Don't miss to check out our object-based demos (e.g. this one) accessible via the top menu on this page!

A few basic information in a presentation document is embedded below:

Channel-based audio

Although digital and file-based workflows have found their way into media production for some time now, those workflows still try, to some extent, to map the old analogue and tape-based method of production and delivery to the digital world. In an audio production, for example, various sound sources are mixed in a digital audio workstation to create a final channel-based mix for a specific target loudspeaker layout.

Conceptual overview of channel-based audio production and consumption
Each audio channel in the final product has to be reproduced by a loudspeaker at a well-defined position. This fixed audio mix is transmitted to the end-user with basically no means to adapt it to their needs, which may be a specific playback device or their personal preferences.

Object-based audio

An object-based production approach, however, is able to overcome the above-mentioned obstacles. The term 'object-based media' has become commonly used to describe the representation of media content by a set of individual assets, together with metadata describing their relationships and associations. At the point of consumption these objects can be assembled to create an overall user experience. The precise combination of objects can be flexible and responsive to user, environmental and platform specific factors.

Essentially, the goal is to capture the creative intent of the producer and carry as much information as possible, required or desired, from the production side to the end-user, to ensure the best recreation possible on the consumer side. To achieve this, the final product of a production process will be an audio scene that is in turn composed of several objects. The metadata associated with each object includes, but is not limited to, the target position of the audio signal, its target loudness and a description of its actual content.

Conceptual overview of object-based audio production and consumption
For playback, the object-based content needs to be 'rendered' to the reproduction layout, such as a multi-channel loudspeaker set-up.
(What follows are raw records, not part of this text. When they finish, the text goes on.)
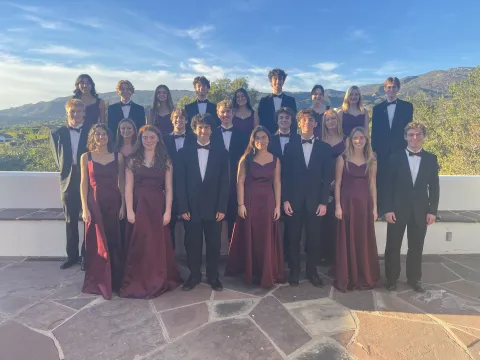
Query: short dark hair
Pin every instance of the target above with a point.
(205, 119)
(201, 80)
(317, 87)
(415, 125)
(284, 110)
(279, 73)
(392, 80)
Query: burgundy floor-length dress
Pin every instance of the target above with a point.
(256, 247)
(150, 266)
(244, 125)
(349, 122)
(329, 225)
(164, 124)
(103, 249)
(356, 255)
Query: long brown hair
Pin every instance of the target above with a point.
(251, 150)
(120, 140)
(367, 149)
(92, 144)
(156, 104)
(161, 160)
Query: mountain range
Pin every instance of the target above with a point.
(433, 84)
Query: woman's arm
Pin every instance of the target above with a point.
(84, 182)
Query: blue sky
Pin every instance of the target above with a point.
(45, 44)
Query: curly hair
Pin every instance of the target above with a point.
(92, 144)
(161, 160)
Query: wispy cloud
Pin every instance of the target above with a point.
(60, 50)
(326, 66)
(52, 25)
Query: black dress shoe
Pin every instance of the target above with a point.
(68, 263)
(216, 285)
(416, 286)
(315, 280)
(190, 284)
(293, 280)
(391, 286)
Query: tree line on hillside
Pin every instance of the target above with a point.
(453, 125)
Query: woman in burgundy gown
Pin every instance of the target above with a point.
(318, 107)
(102, 202)
(94, 106)
(162, 107)
(353, 114)
(332, 134)
(150, 266)
(244, 117)
(356, 256)
(256, 247)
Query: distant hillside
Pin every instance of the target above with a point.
(434, 83)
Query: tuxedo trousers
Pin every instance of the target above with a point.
(416, 238)
(194, 234)
(313, 224)
(72, 206)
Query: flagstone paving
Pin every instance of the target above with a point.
(44, 316)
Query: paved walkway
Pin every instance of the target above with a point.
(44, 316)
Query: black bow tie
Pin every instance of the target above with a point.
(411, 153)
(205, 147)
(71, 128)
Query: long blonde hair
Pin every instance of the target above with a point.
(346, 101)
(367, 149)
(331, 112)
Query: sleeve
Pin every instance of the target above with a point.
(434, 188)
(224, 183)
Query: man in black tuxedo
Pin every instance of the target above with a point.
(235, 142)
(389, 118)
(202, 105)
(278, 142)
(125, 109)
(412, 193)
(307, 174)
(270, 104)
(68, 143)
(202, 187)
(174, 142)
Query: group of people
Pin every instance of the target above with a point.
(134, 176)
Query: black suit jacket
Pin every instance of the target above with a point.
(61, 147)
(115, 115)
(266, 112)
(386, 140)
(402, 197)
(192, 110)
(202, 199)
(303, 186)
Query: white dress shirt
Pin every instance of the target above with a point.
(227, 137)
(277, 101)
(307, 150)
(391, 112)
(203, 159)
(179, 141)
(202, 107)
(414, 163)
(74, 139)
(284, 141)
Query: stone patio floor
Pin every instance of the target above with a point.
(44, 316)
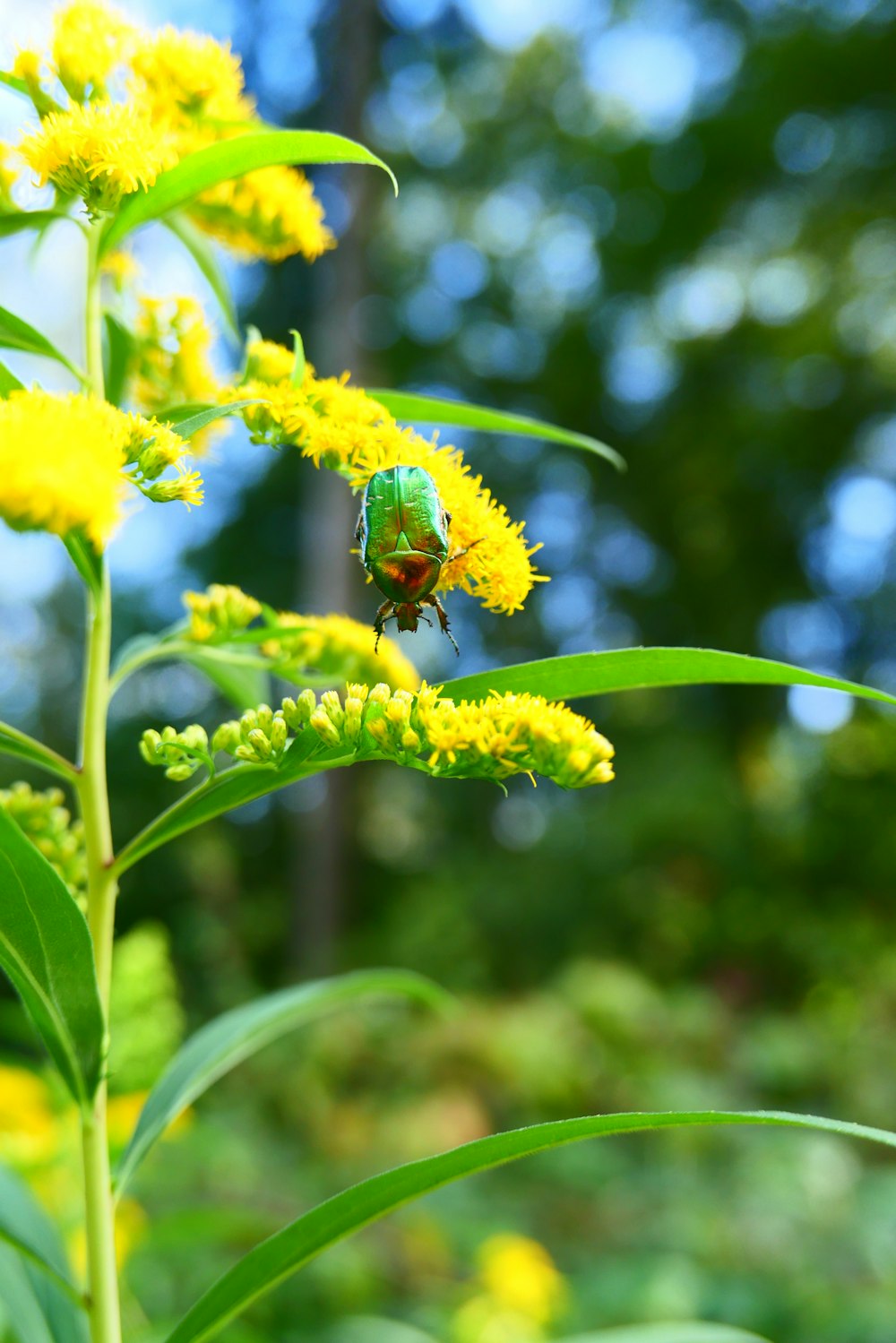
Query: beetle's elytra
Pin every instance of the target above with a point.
(403, 533)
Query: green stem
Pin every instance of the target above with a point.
(102, 1272)
(93, 350)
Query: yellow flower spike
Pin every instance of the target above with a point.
(89, 40)
(187, 75)
(269, 215)
(503, 736)
(220, 613)
(346, 430)
(47, 822)
(172, 360)
(519, 1275)
(102, 152)
(61, 463)
(316, 645)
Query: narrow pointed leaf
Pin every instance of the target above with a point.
(16, 333)
(285, 1252)
(85, 559)
(26, 748)
(188, 419)
(681, 1331)
(635, 669)
(437, 409)
(230, 788)
(117, 352)
(8, 382)
(234, 158)
(228, 1041)
(27, 1229)
(203, 254)
(47, 954)
(21, 1308)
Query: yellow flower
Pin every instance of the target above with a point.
(64, 462)
(89, 40)
(520, 1275)
(185, 75)
(338, 646)
(300, 646)
(102, 151)
(269, 214)
(194, 85)
(172, 360)
(501, 736)
(29, 1127)
(344, 428)
(8, 177)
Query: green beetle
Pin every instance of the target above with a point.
(403, 533)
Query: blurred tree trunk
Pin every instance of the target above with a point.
(330, 578)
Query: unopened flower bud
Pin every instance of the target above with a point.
(325, 728)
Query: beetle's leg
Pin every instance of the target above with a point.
(465, 551)
(444, 621)
(384, 613)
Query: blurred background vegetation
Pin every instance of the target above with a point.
(672, 226)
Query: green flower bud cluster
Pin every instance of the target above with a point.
(492, 739)
(47, 822)
(179, 753)
(260, 736)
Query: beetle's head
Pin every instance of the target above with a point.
(408, 614)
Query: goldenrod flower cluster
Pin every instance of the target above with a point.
(180, 753)
(220, 613)
(89, 42)
(521, 1294)
(172, 357)
(300, 646)
(99, 151)
(185, 91)
(346, 430)
(46, 821)
(501, 736)
(66, 463)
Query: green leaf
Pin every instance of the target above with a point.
(285, 1252)
(8, 382)
(234, 158)
(242, 677)
(117, 352)
(242, 680)
(15, 333)
(35, 753)
(42, 101)
(435, 409)
(233, 788)
(297, 376)
(680, 1331)
(188, 419)
(203, 254)
(29, 1230)
(47, 954)
(637, 669)
(21, 1310)
(238, 1034)
(85, 559)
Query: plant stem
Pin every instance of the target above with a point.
(102, 1272)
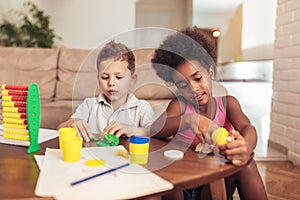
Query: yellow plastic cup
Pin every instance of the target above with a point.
(65, 133)
(139, 149)
(72, 149)
(219, 136)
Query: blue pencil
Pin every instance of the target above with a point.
(100, 174)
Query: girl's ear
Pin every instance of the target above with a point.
(133, 78)
(212, 72)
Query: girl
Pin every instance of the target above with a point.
(181, 60)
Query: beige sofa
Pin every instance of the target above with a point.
(66, 76)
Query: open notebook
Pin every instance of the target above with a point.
(125, 183)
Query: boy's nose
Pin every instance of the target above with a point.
(194, 87)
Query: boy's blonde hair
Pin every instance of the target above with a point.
(117, 51)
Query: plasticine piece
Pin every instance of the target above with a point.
(122, 153)
(94, 138)
(102, 144)
(219, 136)
(109, 140)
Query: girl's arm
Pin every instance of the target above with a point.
(172, 121)
(243, 141)
(241, 122)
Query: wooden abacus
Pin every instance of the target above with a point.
(21, 114)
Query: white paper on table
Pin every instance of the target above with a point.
(125, 183)
(39, 160)
(44, 135)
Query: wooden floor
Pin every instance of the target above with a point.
(281, 179)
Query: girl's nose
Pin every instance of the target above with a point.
(111, 81)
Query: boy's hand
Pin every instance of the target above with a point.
(117, 129)
(236, 149)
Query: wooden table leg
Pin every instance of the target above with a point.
(218, 189)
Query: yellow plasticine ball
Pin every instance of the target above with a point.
(219, 136)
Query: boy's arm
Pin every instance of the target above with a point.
(81, 125)
(119, 129)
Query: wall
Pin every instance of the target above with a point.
(285, 114)
(258, 29)
(84, 24)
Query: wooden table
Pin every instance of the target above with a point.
(19, 172)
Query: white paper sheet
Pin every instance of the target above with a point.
(44, 135)
(129, 182)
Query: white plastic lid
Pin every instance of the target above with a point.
(173, 154)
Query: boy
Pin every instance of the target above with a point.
(115, 110)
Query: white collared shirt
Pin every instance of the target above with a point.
(99, 113)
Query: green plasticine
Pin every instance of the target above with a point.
(109, 140)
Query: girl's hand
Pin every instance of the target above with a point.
(117, 129)
(236, 149)
(200, 125)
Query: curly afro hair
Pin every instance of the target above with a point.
(185, 45)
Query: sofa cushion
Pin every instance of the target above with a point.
(77, 74)
(23, 66)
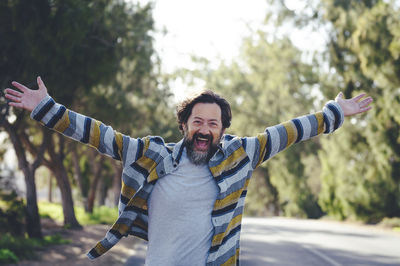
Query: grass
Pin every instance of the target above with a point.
(12, 249)
(100, 215)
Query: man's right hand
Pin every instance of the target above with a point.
(26, 98)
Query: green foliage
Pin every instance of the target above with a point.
(268, 85)
(100, 215)
(7, 256)
(14, 248)
(390, 222)
(12, 213)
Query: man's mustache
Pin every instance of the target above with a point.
(209, 137)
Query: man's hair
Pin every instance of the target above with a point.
(184, 109)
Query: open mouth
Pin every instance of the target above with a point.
(202, 142)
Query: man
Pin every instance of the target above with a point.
(186, 198)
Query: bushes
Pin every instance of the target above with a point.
(100, 215)
(12, 214)
(12, 248)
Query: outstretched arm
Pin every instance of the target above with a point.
(354, 105)
(277, 138)
(26, 98)
(71, 124)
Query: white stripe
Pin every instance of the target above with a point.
(306, 127)
(52, 112)
(108, 140)
(224, 248)
(80, 125)
(251, 148)
(239, 175)
(331, 118)
(321, 255)
(131, 152)
(275, 140)
(223, 219)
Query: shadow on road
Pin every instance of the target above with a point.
(286, 253)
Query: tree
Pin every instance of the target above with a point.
(75, 46)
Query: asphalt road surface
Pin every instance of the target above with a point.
(280, 241)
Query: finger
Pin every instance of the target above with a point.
(20, 86)
(362, 110)
(13, 98)
(19, 105)
(40, 82)
(13, 92)
(358, 97)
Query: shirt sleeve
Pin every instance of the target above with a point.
(277, 138)
(84, 129)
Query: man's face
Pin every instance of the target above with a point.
(203, 132)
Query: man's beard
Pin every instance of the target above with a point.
(200, 157)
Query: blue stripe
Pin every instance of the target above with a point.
(136, 209)
(43, 111)
(282, 137)
(140, 235)
(72, 124)
(299, 128)
(328, 124)
(224, 210)
(336, 113)
(140, 169)
(226, 238)
(56, 117)
(232, 171)
(86, 131)
(314, 125)
(139, 151)
(93, 254)
(115, 150)
(268, 146)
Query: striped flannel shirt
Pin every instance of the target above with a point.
(147, 159)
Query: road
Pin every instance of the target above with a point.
(281, 241)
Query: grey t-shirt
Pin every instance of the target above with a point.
(180, 206)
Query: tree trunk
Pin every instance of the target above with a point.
(78, 175)
(50, 190)
(117, 181)
(102, 192)
(96, 168)
(59, 171)
(33, 226)
(272, 189)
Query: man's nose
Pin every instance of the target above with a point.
(204, 129)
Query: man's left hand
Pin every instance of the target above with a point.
(354, 105)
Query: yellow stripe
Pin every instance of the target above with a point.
(229, 162)
(291, 133)
(152, 176)
(217, 239)
(146, 163)
(139, 223)
(121, 228)
(232, 260)
(94, 138)
(321, 124)
(138, 202)
(127, 191)
(262, 138)
(63, 123)
(118, 140)
(231, 198)
(100, 249)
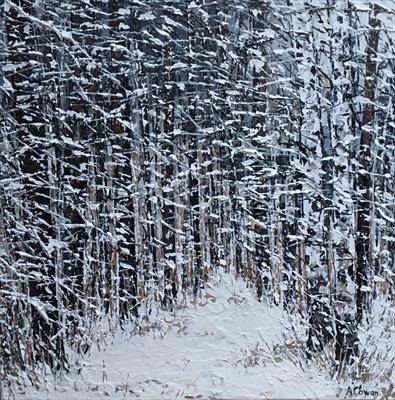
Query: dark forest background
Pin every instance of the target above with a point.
(146, 144)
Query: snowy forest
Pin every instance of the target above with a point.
(146, 145)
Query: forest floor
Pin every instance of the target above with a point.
(225, 346)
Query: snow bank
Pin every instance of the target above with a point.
(219, 347)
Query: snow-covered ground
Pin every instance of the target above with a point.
(221, 347)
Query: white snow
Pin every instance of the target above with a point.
(220, 347)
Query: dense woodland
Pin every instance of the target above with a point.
(146, 144)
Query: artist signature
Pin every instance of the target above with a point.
(360, 391)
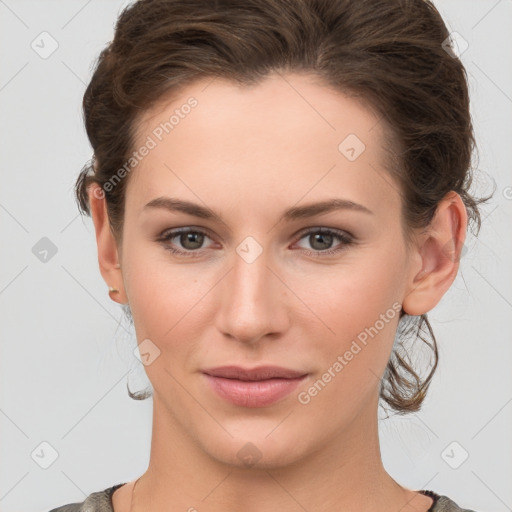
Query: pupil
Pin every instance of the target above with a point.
(189, 237)
(322, 237)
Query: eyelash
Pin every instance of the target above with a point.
(343, 237)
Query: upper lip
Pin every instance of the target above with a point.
(259, 373)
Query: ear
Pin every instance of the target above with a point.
(108, 257)
(436, 256)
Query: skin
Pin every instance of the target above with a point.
(249, 154)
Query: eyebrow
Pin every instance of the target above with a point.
(294, 213)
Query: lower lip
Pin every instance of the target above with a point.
(253, 393)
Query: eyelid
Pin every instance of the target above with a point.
(344, 237)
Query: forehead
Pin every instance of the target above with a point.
(282, 135)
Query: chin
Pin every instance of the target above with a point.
(254, 448)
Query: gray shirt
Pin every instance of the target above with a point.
(102, 502)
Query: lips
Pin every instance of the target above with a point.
(253, 387)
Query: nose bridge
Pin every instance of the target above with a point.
(250, 306)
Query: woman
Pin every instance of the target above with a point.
(280, 194)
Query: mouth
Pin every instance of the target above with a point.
(256, 387)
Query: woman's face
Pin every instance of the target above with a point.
(270, 274)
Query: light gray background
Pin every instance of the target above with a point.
(65, 352)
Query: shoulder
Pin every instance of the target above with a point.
(100, 501)
(444, 503)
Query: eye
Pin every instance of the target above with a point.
(321, 239)
(190, 239)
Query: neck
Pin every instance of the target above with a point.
(345, 473)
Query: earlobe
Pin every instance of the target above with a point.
(108, 257)
(437, 256)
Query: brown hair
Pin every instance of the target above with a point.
(392, 54)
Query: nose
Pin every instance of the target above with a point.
(252, 300)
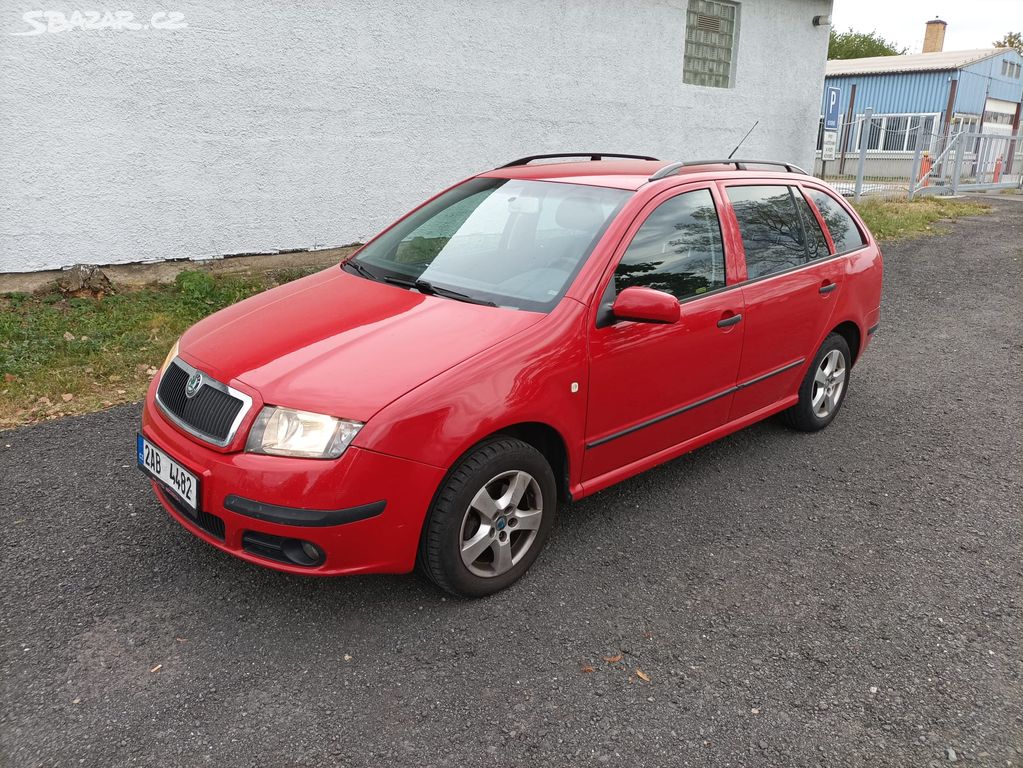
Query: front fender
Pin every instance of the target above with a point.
(526, 378)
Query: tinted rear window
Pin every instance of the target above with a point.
(816, 243)
(768, 223)
(844, 231)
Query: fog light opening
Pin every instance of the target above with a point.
(302, 552)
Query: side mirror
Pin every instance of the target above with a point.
(647, 306)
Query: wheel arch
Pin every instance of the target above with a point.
(547, 441)
(852, 335)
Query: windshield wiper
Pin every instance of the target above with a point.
(428, 287)
(360, 269)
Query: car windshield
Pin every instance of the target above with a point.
(509, 242)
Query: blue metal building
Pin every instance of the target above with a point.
(947, 92)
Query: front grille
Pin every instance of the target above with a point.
(210, 413)
(209, 523)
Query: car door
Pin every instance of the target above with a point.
(791, 287)
(655, 386)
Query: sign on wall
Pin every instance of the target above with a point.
(833, 106)
(830, 145)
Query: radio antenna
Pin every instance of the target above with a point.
(744, 139)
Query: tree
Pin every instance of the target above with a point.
(860, 45)
(1011, 40)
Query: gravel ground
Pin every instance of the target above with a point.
(847, 598)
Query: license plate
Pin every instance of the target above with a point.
(156, 462)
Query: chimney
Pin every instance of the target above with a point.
(934, 36)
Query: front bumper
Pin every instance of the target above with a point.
(336, 503)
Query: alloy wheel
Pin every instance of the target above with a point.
(500, 524)
(829, 381)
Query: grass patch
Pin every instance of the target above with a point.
(60, 356)
(890, 220)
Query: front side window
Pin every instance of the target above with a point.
(769, 225)
(711, 31)
(844, 231)
(677, 250)
(512, 242)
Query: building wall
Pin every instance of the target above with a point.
(894, 93)
(917, 92)
(984, 80)
(262, 126)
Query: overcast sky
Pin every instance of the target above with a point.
(972, 24)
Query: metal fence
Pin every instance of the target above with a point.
(906, 159)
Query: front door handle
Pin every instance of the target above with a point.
(827, 288)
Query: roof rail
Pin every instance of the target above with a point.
(739, 164)
(591, 155)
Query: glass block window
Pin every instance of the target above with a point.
(710, 43)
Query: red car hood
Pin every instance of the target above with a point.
(337, 344)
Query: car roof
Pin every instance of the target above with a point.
(625, 174)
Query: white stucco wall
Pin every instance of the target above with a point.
(266, 126)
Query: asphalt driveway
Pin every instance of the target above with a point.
(853, 597)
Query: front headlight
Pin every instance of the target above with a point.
(285, 432)
(170, 357)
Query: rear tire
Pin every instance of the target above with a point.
(491, 517)
(824, 387)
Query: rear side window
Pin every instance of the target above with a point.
(816, 243)
(844, 231)
(677, 250)
(769, 225)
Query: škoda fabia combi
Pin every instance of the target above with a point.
(531, 335)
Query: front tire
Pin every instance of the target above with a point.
(490, 518)
(824, 387)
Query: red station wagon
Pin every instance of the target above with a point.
(530, 335)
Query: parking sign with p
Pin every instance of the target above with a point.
(833, 97)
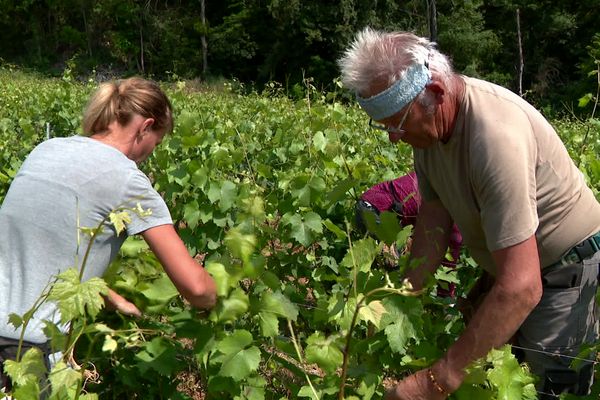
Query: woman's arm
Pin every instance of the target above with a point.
(189, 277)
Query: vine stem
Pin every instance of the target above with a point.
(359, 305)
(299, 353)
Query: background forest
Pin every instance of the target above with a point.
(536, 48)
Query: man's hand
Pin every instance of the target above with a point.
(115, 301)
(417, 386)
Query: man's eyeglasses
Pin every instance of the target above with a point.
(391, 129)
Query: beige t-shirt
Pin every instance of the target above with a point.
(505, 175)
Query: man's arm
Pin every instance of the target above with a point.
(515, 293)
(188, 276)
(430, 241)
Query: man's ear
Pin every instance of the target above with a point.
(437, 89)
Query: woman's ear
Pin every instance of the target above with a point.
(147, 124)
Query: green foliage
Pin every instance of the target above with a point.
(263, 190)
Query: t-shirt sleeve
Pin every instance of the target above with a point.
(504, 181)
(140, 191)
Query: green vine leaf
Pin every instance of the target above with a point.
(76, 299)
(119, 219)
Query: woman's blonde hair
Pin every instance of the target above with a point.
(122, 99)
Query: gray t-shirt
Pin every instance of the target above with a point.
(65, 183)
(505, 175)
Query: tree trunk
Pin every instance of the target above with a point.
(203, 39)
(520, 44)
(142, 66)
(432, 14)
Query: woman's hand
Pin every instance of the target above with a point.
(115, 301)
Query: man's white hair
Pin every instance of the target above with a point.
(383, 57)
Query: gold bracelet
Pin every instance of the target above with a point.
(435, 383)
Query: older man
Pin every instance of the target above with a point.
(491, 163)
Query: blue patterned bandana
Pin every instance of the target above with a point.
(397, 96)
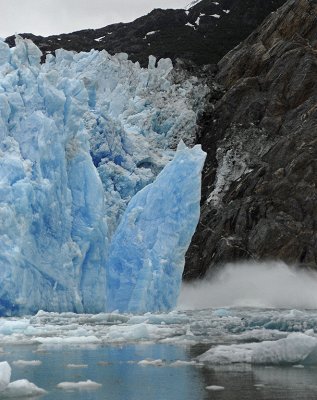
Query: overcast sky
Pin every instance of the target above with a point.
(47, 17)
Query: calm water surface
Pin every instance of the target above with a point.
(170, 338)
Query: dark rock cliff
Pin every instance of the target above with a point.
(259, 184)
(202, 35)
The term 'rendering' describes the process of generating actual loudspeaker signals from the object-based audio scene. This processing takes into account the target positions of the audio objects, as well as the positions of the speakers in the reproduction room. It may further take into account user interaction such as a change of position or level.

Benefit for producers and consumers

An object-based approach as mentioned above, can serve end-users more effectively, by optimizing the experience to best suit their access requirements, the characteristics of their playback platform and the playback environment or personal preferences of the listener. Moreover, it will be highly beneficial for content producers, as workflows can be streamlined and only a single production needs to be created, archived and transmitted in order to support and serve a multitude of potential target devices and environments. This is enabled by the simple fact that the metadata of individual objects can be modified and adjusted, either by the end-user or along the production and transmission chain, without the need to change the audio material itself. This way, the four key features of object-based media – interactivity and personalization, accessibility, immersive experiences and compatibility – can be achieved in a non- destructive, controlled and scalable way.